La sensation d’effort reprend donc le pouvoir. Le test conversationnel garde toute sa valeur : dans une montée bien gérée, vous devez pouvoir prononcer une phrase courte sans hacher votre respiration. Sur un premier trail, cette contrainte impose de marcher plus tôt que l’orgueil ne le voudrait, et de dépasser des concurrents à l’agonie vingt minutes plus tard.

L’apport énergétique suit la même logique de durée. Un 15 kilomètres en sentier dure souvent aussi longtemps qu’un semi-marathon sur route, ce qui change la stratégie de ravitaillement : boire par petites gorgées régulières dès le début et manger avant d’avoir faim. Les repères d’une alimentation adaptée autour de l’effort s’appliquent, avec une nuance de taille : mangez dans les montées, quand la marche libère la mâchoire et l’estomac.

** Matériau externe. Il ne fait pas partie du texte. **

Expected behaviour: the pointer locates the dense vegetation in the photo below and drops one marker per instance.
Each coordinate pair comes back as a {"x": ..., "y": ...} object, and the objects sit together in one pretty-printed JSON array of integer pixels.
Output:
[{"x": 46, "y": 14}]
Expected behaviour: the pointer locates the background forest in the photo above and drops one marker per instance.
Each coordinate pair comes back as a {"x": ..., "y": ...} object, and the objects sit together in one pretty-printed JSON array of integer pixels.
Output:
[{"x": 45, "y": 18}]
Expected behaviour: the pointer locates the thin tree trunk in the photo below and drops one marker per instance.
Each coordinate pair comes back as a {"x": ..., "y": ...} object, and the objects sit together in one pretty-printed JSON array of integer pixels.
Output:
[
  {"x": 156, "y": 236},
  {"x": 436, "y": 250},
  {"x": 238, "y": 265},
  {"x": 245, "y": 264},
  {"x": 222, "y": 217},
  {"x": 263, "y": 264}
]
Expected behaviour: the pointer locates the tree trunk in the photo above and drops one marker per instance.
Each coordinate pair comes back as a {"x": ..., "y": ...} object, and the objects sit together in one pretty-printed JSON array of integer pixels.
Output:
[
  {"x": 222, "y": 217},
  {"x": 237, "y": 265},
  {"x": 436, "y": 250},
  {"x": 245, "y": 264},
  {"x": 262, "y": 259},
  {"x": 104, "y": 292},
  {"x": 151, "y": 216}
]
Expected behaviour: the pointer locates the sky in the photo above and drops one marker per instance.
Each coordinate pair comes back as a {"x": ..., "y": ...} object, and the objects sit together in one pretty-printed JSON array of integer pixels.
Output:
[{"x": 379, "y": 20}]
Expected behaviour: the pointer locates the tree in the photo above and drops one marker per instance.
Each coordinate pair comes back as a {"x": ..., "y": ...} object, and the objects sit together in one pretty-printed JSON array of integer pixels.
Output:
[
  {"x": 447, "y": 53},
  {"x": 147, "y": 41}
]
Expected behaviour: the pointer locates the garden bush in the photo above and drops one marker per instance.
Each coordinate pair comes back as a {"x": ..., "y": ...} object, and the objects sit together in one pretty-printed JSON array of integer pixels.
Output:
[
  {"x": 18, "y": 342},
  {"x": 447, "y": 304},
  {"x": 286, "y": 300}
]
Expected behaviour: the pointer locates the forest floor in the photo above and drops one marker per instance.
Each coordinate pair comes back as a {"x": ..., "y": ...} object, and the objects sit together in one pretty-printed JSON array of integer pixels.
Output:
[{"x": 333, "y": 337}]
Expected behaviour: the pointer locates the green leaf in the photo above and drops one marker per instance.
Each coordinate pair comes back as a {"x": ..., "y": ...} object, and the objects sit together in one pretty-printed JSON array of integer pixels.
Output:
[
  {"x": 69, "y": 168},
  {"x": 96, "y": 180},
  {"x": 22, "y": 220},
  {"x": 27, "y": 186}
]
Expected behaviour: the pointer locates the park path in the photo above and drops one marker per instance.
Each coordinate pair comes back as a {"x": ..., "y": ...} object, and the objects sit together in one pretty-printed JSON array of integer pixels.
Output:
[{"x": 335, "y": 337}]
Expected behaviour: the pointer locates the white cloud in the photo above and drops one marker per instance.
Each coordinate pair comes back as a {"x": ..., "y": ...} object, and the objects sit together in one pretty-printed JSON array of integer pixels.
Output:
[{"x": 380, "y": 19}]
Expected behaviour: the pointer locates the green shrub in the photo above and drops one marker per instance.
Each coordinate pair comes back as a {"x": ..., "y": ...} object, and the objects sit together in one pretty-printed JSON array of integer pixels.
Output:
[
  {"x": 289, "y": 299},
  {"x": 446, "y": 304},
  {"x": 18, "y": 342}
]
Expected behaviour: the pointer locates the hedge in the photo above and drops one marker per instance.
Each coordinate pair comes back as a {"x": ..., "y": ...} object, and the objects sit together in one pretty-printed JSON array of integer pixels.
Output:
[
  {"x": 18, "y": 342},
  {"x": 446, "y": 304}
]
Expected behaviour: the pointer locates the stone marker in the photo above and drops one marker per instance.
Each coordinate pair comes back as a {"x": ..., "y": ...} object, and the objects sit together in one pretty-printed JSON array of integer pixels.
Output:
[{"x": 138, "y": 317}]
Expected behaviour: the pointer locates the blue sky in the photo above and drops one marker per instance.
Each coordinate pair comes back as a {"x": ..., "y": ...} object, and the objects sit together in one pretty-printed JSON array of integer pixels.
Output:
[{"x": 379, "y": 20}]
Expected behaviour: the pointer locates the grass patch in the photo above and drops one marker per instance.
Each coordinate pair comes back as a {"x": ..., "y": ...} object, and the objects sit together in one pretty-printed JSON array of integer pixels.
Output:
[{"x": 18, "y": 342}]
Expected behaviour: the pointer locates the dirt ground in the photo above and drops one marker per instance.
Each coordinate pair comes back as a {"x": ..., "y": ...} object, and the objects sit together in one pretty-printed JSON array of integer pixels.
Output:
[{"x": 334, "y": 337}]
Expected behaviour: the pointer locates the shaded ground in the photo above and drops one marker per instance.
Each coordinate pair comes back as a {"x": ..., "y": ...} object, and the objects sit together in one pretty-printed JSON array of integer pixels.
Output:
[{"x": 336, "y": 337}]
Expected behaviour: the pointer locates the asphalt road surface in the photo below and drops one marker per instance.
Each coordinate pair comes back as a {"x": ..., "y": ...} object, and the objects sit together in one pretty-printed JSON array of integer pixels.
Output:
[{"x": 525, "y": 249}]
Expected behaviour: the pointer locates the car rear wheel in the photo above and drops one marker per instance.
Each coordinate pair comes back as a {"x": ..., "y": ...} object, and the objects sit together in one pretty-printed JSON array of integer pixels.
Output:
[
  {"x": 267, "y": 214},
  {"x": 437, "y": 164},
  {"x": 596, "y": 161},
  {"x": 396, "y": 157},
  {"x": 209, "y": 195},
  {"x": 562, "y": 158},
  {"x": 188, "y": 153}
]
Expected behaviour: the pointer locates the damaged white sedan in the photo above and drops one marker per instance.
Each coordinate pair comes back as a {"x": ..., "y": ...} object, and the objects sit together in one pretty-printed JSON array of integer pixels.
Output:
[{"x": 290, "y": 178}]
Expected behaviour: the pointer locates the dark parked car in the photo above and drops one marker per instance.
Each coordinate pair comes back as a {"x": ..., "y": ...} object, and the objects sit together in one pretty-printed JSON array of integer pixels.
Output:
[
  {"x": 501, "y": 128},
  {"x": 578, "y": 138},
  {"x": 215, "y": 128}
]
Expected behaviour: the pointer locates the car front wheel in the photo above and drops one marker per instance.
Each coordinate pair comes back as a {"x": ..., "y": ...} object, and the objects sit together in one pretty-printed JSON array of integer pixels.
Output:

Sécurité et autonomie : le kit minimum en nature

Le trail se pratique loin des routes, parfois hors de portée d’un réseau mobile. Le guide de l’organisateur de trail publié par la Fédération française d’athlétisme préconise, pour les distances inférieures à 25 kilomètres, un bidon ou une réserve d’eau, des barres ou gels énergétiques, un sifflet, un blouson de pluie et une couverture de survie. Cette liste tient dans un gilet et pèse quelques centaines de grammes.

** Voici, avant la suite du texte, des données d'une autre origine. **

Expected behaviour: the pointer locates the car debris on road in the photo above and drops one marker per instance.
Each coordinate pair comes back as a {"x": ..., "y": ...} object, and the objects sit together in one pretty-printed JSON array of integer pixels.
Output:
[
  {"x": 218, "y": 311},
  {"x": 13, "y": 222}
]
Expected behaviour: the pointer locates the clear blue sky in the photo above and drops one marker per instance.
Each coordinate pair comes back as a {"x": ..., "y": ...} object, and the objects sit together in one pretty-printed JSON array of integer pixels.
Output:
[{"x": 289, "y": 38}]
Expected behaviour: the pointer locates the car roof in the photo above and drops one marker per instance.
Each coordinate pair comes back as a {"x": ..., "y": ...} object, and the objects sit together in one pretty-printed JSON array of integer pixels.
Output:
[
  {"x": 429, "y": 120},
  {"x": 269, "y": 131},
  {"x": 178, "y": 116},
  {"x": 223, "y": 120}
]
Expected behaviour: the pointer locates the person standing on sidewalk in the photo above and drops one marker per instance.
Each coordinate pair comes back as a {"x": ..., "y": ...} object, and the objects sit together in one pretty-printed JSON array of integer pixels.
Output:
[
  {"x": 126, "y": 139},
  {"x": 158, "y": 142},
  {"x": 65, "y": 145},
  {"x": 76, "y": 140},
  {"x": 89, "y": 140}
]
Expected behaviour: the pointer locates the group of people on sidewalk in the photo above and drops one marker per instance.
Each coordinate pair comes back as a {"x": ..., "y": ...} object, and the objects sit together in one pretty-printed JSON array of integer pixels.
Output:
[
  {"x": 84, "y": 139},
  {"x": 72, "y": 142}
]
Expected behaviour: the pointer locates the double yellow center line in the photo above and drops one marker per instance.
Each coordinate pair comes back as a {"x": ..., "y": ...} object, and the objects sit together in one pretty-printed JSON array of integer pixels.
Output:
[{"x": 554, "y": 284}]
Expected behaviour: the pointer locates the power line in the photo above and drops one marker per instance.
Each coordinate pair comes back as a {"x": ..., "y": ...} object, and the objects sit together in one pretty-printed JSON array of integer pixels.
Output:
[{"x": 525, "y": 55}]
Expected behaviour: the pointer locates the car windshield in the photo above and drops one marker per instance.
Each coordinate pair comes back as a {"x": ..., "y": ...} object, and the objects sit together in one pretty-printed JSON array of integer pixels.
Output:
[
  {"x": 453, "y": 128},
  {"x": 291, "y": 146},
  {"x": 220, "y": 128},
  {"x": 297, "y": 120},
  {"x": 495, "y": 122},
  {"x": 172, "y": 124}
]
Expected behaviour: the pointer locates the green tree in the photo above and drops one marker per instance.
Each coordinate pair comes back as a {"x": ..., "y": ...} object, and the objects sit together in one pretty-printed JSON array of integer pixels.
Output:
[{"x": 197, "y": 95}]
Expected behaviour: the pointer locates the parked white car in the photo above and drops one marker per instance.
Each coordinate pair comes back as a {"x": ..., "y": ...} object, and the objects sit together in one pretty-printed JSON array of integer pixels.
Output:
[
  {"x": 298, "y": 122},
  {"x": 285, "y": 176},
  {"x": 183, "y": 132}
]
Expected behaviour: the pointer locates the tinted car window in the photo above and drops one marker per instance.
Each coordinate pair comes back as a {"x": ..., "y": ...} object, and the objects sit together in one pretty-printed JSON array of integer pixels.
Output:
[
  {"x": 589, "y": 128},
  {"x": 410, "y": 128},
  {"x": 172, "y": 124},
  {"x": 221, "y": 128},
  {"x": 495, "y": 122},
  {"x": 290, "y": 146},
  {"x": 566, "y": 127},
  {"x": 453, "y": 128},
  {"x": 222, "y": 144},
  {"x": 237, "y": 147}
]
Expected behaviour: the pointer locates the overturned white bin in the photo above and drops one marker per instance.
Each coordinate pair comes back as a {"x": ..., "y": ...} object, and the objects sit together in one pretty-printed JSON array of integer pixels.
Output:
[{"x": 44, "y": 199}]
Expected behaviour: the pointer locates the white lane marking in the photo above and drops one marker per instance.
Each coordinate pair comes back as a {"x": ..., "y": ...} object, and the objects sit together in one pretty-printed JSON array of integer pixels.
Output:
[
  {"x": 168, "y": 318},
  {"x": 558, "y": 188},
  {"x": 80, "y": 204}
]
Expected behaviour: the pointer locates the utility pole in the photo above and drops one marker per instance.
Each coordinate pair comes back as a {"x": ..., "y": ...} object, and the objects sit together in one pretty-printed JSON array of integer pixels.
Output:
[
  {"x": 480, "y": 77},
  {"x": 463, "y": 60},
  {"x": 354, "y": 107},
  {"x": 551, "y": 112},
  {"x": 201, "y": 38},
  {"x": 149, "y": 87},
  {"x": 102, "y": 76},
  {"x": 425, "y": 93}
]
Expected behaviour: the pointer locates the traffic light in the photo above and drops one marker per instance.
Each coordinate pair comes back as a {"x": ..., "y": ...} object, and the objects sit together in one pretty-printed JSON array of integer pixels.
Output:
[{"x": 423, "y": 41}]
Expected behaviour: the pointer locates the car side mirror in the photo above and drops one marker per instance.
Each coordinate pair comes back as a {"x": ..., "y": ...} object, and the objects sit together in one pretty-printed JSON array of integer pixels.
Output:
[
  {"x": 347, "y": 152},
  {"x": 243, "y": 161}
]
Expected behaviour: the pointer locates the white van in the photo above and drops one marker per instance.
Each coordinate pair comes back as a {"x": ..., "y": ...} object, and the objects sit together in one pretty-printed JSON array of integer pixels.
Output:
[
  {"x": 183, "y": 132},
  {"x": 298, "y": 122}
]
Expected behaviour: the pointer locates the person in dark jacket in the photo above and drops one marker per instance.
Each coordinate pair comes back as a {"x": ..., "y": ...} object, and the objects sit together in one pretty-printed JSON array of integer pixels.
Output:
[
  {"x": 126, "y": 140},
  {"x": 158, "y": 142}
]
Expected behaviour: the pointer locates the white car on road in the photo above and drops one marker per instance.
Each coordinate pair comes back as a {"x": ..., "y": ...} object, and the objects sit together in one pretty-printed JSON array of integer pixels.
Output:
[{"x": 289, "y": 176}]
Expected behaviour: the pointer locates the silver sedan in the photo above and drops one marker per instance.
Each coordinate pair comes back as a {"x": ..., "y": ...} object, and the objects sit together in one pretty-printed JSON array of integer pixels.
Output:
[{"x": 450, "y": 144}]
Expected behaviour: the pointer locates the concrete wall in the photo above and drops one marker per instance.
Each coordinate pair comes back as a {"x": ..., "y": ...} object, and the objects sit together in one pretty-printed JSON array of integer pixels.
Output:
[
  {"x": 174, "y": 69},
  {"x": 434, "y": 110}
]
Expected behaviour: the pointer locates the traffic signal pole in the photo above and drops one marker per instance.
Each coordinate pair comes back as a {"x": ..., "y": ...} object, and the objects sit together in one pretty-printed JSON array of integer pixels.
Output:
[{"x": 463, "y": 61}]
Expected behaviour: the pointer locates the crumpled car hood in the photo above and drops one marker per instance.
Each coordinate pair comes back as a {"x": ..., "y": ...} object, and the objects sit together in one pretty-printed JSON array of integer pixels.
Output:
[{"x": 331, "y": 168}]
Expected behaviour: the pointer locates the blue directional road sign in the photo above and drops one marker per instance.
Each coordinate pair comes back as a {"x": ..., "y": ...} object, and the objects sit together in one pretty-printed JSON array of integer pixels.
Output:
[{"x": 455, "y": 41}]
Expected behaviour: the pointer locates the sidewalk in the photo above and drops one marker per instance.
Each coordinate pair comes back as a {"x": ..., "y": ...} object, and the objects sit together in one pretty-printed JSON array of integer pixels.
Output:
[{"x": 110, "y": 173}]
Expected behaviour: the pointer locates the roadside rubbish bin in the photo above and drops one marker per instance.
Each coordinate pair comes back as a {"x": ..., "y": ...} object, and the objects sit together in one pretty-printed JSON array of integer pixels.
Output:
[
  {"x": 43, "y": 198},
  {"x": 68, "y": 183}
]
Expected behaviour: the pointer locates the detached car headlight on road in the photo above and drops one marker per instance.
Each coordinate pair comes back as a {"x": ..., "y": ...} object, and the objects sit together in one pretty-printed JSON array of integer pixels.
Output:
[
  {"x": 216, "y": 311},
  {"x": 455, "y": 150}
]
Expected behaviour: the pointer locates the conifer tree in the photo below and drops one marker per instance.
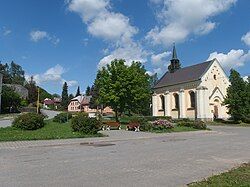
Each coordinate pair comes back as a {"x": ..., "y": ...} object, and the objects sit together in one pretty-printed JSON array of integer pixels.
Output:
[{"x": 236, "y": 99}]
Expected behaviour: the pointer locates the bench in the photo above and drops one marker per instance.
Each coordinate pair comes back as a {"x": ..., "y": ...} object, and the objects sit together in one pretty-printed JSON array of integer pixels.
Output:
[
  {"x": 133, "y": 126},
  {"x": 111, "y": 124}
]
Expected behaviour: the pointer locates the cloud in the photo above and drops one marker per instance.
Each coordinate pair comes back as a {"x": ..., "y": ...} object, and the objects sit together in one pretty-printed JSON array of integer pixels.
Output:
[
  {"x": 246, "y": 38},
  {"x": 233, "y": 59},
  {"x": 159, "y": 58},
  {"x": 159, "y": 62},
  {"x": 112, "y": 27},
  {"x": 52, "y": 75},
  {"x": 180, "y": 19},
  {"x": 129, "y": 53},
  {"x": 37, "y": 35},
  {"x": 101, "y": 22}
]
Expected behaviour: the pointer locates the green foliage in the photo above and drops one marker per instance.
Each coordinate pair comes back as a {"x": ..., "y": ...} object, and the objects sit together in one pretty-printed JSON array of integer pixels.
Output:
[
  {"x": 65, "y": 96},
  {"x": 82, "y": 123},
  {"x": 194, "y": 124},
  {"x": 29, "y": 121},
  {"x": 12, "y": 74},
  {"x": 11, "y": 101},
  {"x": 78, "y": 91},
  {"x": 124, "y": 88},
  {"x": 44, "y": 94},
  {"x": 62, "y": 117},
  {"x": 238, "y": 97}
]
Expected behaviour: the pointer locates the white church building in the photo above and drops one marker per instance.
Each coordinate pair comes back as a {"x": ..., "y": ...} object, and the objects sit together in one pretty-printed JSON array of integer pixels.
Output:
[{"x": 195, "y": 92}]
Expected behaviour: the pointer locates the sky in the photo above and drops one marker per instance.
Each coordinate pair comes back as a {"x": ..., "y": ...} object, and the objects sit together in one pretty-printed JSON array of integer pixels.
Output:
[{"x": 69, "y": 40}]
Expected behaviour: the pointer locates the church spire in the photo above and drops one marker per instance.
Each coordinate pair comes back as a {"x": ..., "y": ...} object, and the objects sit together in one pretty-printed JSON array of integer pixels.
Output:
[
  {"x": 175, "y": 63},
  {"x": 174, "y": 54}
]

À l’entraînement, la même logique s’applique sans juge de course pour la vérifier :

  • Prévenir un proche du parcours prévu et de l’heure de retour estimée
  • Consulter la météo en altitude, différente de celle de la vallée
  • Emporter le téléphone chargé, dans une poche étanche
  • Garder une trace GPS sur la montre, le balisage d’entraînement n’existe pas
  • Renoncer et redescendre quand l’orage menace, sans état d’âme

Choisir un premier dossard cohérent

Le vocabulaire officiel aide à calibrer l’ambition. Le guide de l’organisateur de trail de la Fédération française d’athlétisme réserve l’appellation course nature aux épreuves de moins de 21 kilomètres, parle de trail découverte entre 21 et 42 kilomètres, de trail au-delà de 42 kilomètres et d’ultra-trail au-delà de 80 kilomètres. La plupart des premières expériences relèvent donc de la course nature, ce qui n’enlève rien à leur exigence.

Le marché ne manque pas d’occasions. Le baromètre finishers, étude menée conjointement par la Fédération française d’athlétisme et l’Union Sport et Cycle, recensait 2 006 événements trail en France en 2024, pour plus de 4 900 courses au total, soit une progression de 11 % par rapport à 2023. La barre du million de résultats enregistrés en trail a été franchie la même année.

Les critères d’un premier dossard bien choisi : une distance entre 10 et 15 kilomètres, un dénivelé sous les 600 mètres, un terrain décrit comme roulant, au moins un ravitaillement, et une barrière horaire généreuse. Repérer les rendez-vous à l’avance simplifie la planification, et le calendrier des grands événements sportifs en France donne une base pour caler un objectif à trois ou quatre mois.

Prochaine étape concrète : bloquez deux sorties par semaine sur un sentier vallonné pendant six semaines, dont une descente longue assumée à allure contrôlée. Vos jambes auront enregistré l’effet de séance répétée bien avant le jour du départ, et la première vraie descente cessera d’être une épreuve.